Cohesie is een kwalitatieve meting, wat betekent dat de te meten broncode wordt onderzocht met behulp van een rubric om een classificatie te bepalen. De cohesietypes, van de slechtste tot de beste, zijn als volgt:
Toevallige cohesie (slechtste) Toevallige cohesie is wanneer delen van een module willekeurig zijn gegroepeerd; de enige relatie tussen de delen is dat ze zijn gegroepeerd (bijv. een “Utilities”-klasse).
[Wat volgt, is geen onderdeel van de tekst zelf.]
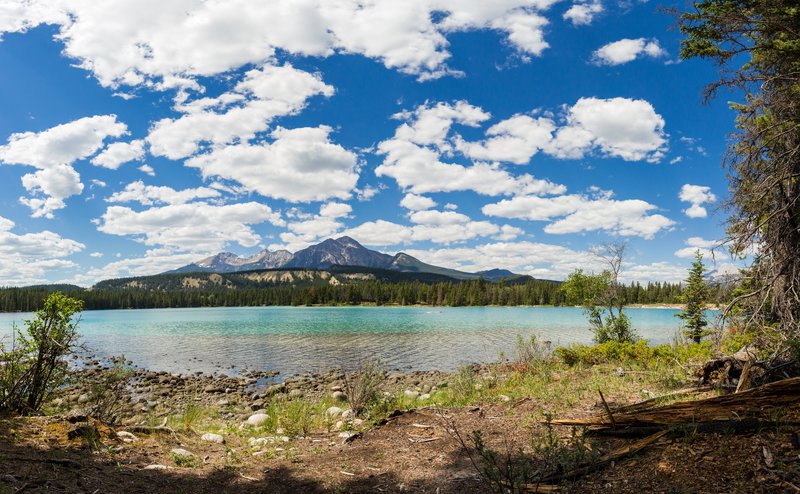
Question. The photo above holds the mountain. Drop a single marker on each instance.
(227, 262)
(267, 278)
(342, 251)
(496, 274)
(409, 264)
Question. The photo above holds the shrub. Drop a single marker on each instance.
(362, 386)
(518, 472)
(109, 393)
(638, 353)
(464, 384)
(532, 354)
(35, 366)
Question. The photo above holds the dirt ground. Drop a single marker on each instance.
(415, 451)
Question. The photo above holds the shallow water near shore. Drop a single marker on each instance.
(300, 339)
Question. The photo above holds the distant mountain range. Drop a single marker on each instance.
(342, 251)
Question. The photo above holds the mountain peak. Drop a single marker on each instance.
(341, 251)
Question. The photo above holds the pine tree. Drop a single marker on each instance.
(695, 296)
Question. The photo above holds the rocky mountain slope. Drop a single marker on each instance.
(342, 251)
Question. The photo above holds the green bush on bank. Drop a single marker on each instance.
(633, 353)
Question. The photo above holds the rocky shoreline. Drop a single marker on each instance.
(160, 393)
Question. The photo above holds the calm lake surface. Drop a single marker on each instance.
(300, 339)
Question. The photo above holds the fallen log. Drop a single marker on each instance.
(754, 404)
(598, 463)
(658, 399)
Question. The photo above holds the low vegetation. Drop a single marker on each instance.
(34, 366)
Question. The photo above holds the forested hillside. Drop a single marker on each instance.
(112, 295)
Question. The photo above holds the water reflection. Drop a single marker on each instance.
(295, 340)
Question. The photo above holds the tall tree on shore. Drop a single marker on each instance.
(695, 297)
(756, 43)
(602, 296)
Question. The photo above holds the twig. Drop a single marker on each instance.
(608, 410)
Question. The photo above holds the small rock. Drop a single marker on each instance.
(261, 441)
(275, 389)
(257, 419)
(213, 438)
(127, 437)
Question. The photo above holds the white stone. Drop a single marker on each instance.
(333, 412)
(257, 419)
(213, 438)
(127, 436)
(182, 452)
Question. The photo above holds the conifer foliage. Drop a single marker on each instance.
(695, 297)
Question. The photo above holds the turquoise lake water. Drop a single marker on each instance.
(299, 339)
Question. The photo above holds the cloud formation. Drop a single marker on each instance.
(28, 258)
(53, 152)
(194, 38)
(697, 195)
(627, 50)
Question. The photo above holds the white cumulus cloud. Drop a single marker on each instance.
(30, 257)
(582, 13)
(300, 165)
(627, 50)
(53, 152)
(189, 39)
(152, 194)
(195, 226)
(577, 213)
(119, 153)
(697, 195)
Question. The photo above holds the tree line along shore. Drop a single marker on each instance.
(450, 294)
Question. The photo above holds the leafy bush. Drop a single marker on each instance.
(464, 385)
(639, 353)
(35, 365)
(518, 472)
(362, 386)
(531, 355)
(109, 393)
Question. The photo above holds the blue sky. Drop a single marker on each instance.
(518, 134)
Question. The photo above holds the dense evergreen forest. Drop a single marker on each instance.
(455, 293)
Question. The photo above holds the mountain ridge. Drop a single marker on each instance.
(341, 251)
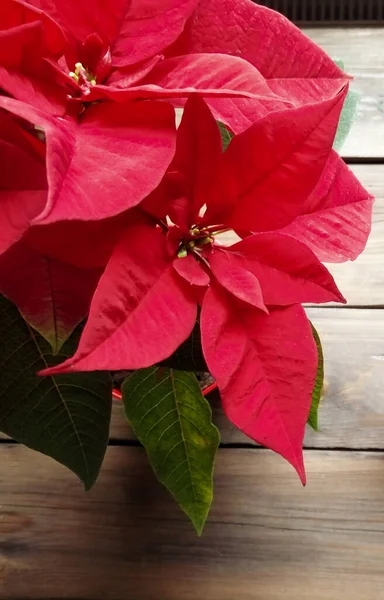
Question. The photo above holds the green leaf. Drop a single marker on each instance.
(346, 119)
(172, 419)
(66, 416)
(313, 420)
(226, 135)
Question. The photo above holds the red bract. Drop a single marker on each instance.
(23, 181)
(58, 58)
(104, 163)
(296, 69)
(256, 338)
(110, 50)
(52, 296)
(51, 274)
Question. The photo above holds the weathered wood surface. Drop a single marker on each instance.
(352, 410)
(362, 51)
(362, 281)
(267, 537)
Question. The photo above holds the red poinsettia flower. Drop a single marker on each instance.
(52, 271)
(295, 68)
(105, 162)
(85, 51)
(256, 338)
(23, 181)
(57, 58)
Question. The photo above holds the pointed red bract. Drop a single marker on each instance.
(259, 35)
(295, 67)
(135, 30)
(337, 223)
(23, 193)
(268, 171)
(240, 282)
(287, 270)
(52, 296)
(142, 310)
(265, 367)
(83, 159)
(84, 244)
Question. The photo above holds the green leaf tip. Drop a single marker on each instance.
(226, 135)
(65, 417)
(173, 421)
(313, 419)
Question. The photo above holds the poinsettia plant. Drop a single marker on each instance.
(114, 253)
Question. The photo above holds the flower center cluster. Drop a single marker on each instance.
(83, 77)
(194, 241)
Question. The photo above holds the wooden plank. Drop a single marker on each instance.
(362, 53)
(352, 410)
(267, 538)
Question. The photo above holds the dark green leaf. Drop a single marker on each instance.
(67, 416)
(226, 135)
(189, 356)
(172, 420)
(319, 382)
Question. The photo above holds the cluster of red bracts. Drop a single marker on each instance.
(110, 211)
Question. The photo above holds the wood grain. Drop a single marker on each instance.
(352, 410)
(267, 538)
(363, 56)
Voorbeeld:
/*Groups: The function definitionsParts: The terms on each function*/Module A{ /* Implementation of r(x) = 5x + 3 There is no particular reason to group functions in this way, so the module is said to have Coincidental Cohesion. */ r(x) = a(x) + b(x) a(x) = 2x + 1 b(x) = 3x + 2}
Logische samenhang Logische samenhang is wanneer onderdelen van een module worden gegroepeerd omdat ze logisch gezien hetzelfde moeten doen, ook al zijn ze van nature verschillend (bijv. het groeperen van alle muis- en toetsenbordinvoerroutines). Temporele samenhang Temporele samenhang is wanneer delen van een module worden gegroepeerd op grond van het tijdstip waarop zij worden verwerkt – de delen worden op een bepaald tijdstip in de programma-uitvoering verwerkt (b.v. een functie die wordt aangeroepen na het opvangen van een uitzondering waardoor open bestanden worden gesloten, een foutenlogboek wordt gemaakt en de gebruiker wordt ingelicht). Procedurele samenhang Procedurele samenhang is wanneer delen van een module worden gegroepeerd omdat zij altijd een bepaalde volgorde van uitvoering volgen (bv. een functie die de bestandsrechten controleert en vervolgens het bestand opent). Communicatieve/informatieve samenhang Communicatieve samenhang is wanneer delen van een module gegroepeerd zijn omdat zij op dezelfde gegevens werken (bv. een module die op dezelfde informatierecord werkt). Sequentiële samenhang Sequentiële samenhang is wanneer delen van een module gegroepeerd zijn omdat de output van een deel de input is voor een ander deel, zoals bij een lopende band (bv. een functie die gegevens uit een bestand leest en de gegevens verwerkt). Functionele samenhang (best) Functionele samenhang is wanneer onderdelen van een module gegroepeerd zijn omdat zij alle bijdragen tot één welomschreven taak van de module (b.v. Lexicale analyse van een XML-string). Voorbeeld:
/*Groups: The function definitionsParts: The terms on each function*/Module A { /* Implementation of arithmetic operations This module is said to have functional cohesion because there is an intention to group simple arithmetic operations on it. */ a(x, y) = x + y b(x, y) = x * y}Module B { /* Module B: Implements r(x) = 5x + 3 This module can be said to have atomic cohesion. The whole system (with Modules A and B as parts) can also be said to have functional cohesion, because its parts both have specific separate purposes. */ r(x) = .a(.b(5, x), 3)}
Perfecte cohesie (atomair) Voorbeeld.
/*Groups: The function definitionsParts: The terms on each function*/Module A { /* Implementation of r(x) = 2x + 1 + 3x + 2 It's said to have perfect cohesion because it cannot be reduced any more than that. */ r(x) = 5x + 3}
Hoewel cohesie een rangschikkingstype is, wijzen de rangschikkingen niet op een gestage progressie van verbeterde cohesie. Studies van verschillende mensen, waaronder Larry Constantine, Edward Yourdon en Steve McConnell, geven aan dat de eerste twee cohesietypes inferieur zijn; communicatieve en sequentiële cohesie zijn zeer goed; en functionele cohesie is superieur.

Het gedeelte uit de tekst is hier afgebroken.